Oneida, N.Y. — The trucks lumber past cornfields and dilapidated farm houses, pull up to a onetime bingo hall and unload their cargo: boxes of tobacco imported from the Carolinas.
Inside, employees of the Oneida Indian Nation dump the shredded tobacco leaves into rolling machines and fashion them into cigarettes to be sold at a dozen tribal convenience stores midway between Syracuse and Utica.
The cigarettes, branded with names like Niagara’s and Bishop, sell for as little as $39.95 for a 10-pack carton — much cheaper than those at non-Indian retailers — and bring in millions of dollars a year to the tribe, which also has a resort casino, five golf courses and a multimedia production house.
“We tried poverty for 200 years,” the Oneidas’ leader, Ray Halbritter, said in an interview. “We decided to try something different.”
The Oneidas’ cigarette manufacturing business is part of a new strategy that is quickly being embraced among New York’s eight federally recognized Indian tribes. After years of fighting a losing battle against the state over the taxation of name-brand cigarettes sold on reservations, many are now manufacturing their own cigarettes.
The tribes argue that because they are sovereign nations, the cigarettes they make are exempt from the state’s $4.35-a-pack excise tax, the highest in the United States. But the tobacco industry and owners of other convenience stores say tribal cigarette manufacturing is just an elaborate form of tax evasion.
The administration of Gov. Andrew M. Cuomo, which pursued the legal fight to tax name-brand cigarettes sold on reservations, asserts that New York has the right to tax Indian-made cigarettes sold to non-Indians. But it has done little to test or enforce that claim, leaving the tribes, at least for the moment, free to sell their own cigarettes at cut-rate prices to any and all comers.
Some tribes fear that the state could try to intercept trucks ferrying their cigarettes on state roads. The Cuomo administration has thus far opted not to do that, but the State Police and other law enforcement agencies have seized more than 60,000 cartons of Indian-made cigarettes discovered in trucks pulled over for traffic violations over the last eight months.
A few Indian entrepreneurs have long manufactured their own brands. Smokin Joes, for example, have been produced on the Tuscarora reservation, near Niagara Falls, since 1994.
But the practice is now spreading rapidly.

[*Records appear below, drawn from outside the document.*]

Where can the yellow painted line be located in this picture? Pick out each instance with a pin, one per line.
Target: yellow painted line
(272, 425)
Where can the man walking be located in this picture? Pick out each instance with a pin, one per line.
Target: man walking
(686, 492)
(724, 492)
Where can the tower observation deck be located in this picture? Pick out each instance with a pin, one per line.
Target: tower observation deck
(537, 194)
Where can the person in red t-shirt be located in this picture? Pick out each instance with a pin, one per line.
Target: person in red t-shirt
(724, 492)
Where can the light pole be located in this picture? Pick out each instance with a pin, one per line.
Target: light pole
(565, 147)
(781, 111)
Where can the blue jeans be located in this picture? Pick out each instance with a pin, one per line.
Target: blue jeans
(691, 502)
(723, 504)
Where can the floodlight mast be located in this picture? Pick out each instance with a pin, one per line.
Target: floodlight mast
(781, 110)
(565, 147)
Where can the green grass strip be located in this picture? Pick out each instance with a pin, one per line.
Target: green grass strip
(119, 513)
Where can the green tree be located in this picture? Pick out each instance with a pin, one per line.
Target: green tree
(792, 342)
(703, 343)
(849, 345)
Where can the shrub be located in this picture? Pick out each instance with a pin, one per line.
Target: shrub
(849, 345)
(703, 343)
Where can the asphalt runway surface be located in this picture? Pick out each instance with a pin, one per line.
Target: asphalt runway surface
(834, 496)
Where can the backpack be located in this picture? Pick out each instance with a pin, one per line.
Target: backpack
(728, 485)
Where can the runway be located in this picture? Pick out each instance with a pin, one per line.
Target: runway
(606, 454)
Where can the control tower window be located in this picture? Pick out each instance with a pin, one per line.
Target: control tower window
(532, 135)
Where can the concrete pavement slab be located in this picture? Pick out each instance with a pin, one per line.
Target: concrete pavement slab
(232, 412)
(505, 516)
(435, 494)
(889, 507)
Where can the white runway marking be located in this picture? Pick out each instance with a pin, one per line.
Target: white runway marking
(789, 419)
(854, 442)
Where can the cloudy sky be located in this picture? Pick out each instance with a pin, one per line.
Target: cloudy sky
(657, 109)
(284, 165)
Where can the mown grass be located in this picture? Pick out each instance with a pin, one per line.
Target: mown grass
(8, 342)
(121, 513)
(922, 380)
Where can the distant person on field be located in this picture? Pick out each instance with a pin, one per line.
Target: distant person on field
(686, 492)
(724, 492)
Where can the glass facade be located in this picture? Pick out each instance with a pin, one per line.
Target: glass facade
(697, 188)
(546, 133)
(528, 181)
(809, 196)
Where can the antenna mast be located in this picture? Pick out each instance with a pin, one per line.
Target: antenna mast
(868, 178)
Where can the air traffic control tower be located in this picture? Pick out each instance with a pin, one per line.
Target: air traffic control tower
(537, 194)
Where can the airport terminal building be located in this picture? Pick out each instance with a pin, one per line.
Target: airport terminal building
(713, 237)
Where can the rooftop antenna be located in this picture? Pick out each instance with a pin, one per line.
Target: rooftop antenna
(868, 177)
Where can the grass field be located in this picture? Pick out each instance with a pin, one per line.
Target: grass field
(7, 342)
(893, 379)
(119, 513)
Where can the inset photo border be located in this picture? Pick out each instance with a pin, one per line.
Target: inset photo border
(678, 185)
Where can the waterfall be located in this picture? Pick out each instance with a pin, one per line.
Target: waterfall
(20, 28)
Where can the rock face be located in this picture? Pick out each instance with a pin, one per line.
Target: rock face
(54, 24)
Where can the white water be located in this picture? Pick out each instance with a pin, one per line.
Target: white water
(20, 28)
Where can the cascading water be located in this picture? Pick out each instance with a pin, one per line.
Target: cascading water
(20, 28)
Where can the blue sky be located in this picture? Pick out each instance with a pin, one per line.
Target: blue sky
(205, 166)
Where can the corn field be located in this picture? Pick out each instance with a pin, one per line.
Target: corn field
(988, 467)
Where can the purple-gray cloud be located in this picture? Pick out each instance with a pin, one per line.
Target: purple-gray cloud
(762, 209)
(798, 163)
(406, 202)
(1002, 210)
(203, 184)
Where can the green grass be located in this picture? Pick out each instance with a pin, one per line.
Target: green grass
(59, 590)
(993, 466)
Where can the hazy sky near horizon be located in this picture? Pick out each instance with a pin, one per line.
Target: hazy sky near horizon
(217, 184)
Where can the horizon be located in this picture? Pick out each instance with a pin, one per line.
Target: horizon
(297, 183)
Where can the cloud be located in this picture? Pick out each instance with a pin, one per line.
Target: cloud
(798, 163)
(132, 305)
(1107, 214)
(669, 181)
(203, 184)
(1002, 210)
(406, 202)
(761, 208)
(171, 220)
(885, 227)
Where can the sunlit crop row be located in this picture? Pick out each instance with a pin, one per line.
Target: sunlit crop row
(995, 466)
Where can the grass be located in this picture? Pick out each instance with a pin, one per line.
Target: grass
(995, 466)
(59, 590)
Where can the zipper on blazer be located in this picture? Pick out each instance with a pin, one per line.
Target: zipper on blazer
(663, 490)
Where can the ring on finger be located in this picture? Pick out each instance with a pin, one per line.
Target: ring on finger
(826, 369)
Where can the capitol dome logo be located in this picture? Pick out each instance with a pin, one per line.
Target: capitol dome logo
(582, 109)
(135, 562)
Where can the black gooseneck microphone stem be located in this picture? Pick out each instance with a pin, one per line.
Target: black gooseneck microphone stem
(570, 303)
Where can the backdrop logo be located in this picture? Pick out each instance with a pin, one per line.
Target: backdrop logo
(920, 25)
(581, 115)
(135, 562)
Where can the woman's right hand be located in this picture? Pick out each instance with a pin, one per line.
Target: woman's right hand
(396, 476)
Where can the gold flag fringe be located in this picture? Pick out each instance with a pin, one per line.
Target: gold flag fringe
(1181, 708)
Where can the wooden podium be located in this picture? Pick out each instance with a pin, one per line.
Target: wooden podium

Though the tribes do not release sales figures for their brands, industry experts believe there are now at least a dozen Indian cigarette manufacturers operating across upstate New York, more than in the other 49 states put together.
A month before Mr. Cuomo took office, the Cayuga Nation paid $135,000 for a former scrap metal plant in the Finger Lakes region, and last year started producing Cayuga-brand cigarettes, which it offers at two Cayuga-owned stores and also sells to other Indian-owned retailers.
And cigarette production is booming on the St. Regis Mohawk reservation in the North Country and at the Seneca Nation of Indians in western New York. There are four cigarette manufacturing enterprises on Seneca land, and around the tribe’s Cattaraugus territory, near Lake Erie, white placards advertising Buffalo, Gator and Senate cigarettes dot the roadside.
The Onondaga Nation, with territory near Syracuse, is also considering establishing its own manufacturing operation.
J. C. Seneca, a tribal councilor who started selling cigarettes out of a trailer two decades ago, began making his own cigarettes on Seneca land four years ago. His plant, behind a tobacco shop that serves also as a gas station and diner, is a modest operation: his production line requires about a dozen workers, and his equipment, imported secondhand from England and carefully maintained like a vintage car engine, dates to the 1980s.
“I always believed that there was another day coming, and I wanted to be prepared,” Mr. Seneca said. “Now, Marlboro’s out, and we’re in.”
The Oneidas jump-started their manufacturing efforts by buying a private cigarette maker — they paid $6.6 million in 2008 for Sovereign Tobacco, which had a plant in an old grocery store in Erie County. The tribe then moved the plant’s equipment to the former bingo hall, a nondescript metal warehouse down the street from the longhouse where the Oneida tribal council holds meetings.
For the tribe, which has about 1,000 members, tobacco manufacturing is just one of several business ventures, including the Turning Stone resort and casino, which altogether employ more than 4,500 people in this part of the state. Unlike in some other Indian nations, the Oneida cigarette business is run by the tribe, not private entrepreneurs; the proceeds support programs like college scholarships, housing assistance and a health clinic.
“It’s not what we wanted to do,” Mr. Halbritter, the tribe’s leader, said. “It’s all we could do.”